My personal yearly reading challenge

Recommendations are great, but only if they are done by a human being or if they are not algorithmically personalized. One of the best recommendation engines for what books to read are (literary) awards. I have used these awards to create my own personal recommendation algorithm.

Every year I try to read the following books:

  • All Booker Prize shortlisted books of the previous year.
  • The winner of the Booker Prize of a random previous year (only books that I haven’t read yet).
  • The winner of the Women’s Prize for Fiction of the previous year.
  • The winner of the International Booker Prize of the previous year.
  • A book of choice by the winner of the Nobel Prize for Literature of the previous year.
  • A book of choice by the winner of the P.C. Hooft-prijs of the current year.
  • The winner of the Pullitzer Prize for Fiction of the previous year.
  • The winner of the Royal Society Science Books Prize of the previous year.
  • The winner of the Libris Literatuur Prijs of the previous year.
  • The winner of the Socratesbeker of the previous year.
  • The winner of the Boekenbon Literatuurprijs of the previous year.
  • The winner of the Gouden Griffel of the previous year.
  • The winner of the Woutertje Pieterse Prijs of the previous year.
  • The winner of the Bronzen Uil of the previous year.

If there are no double winners/nominations, then this is a list of nineteen books to read, most of it fiction.

This list is very biased towards current and new books (which the Lindy Effect tells us, isn’t necessarily a smart idea).
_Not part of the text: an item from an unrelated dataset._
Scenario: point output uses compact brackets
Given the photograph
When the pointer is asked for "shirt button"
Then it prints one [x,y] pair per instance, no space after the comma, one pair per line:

I am still thinking of ways of making myself read more great books that are a bit older.

It is also biased towards books from the languages that I can read. In the future, I might introduce winners of esteemed prizes in other languages (and give it a bit of time, so that an English or Dutch translation can come out), like the Prix Goncourt or the Booker equivalent for the Spanish language (if that exists).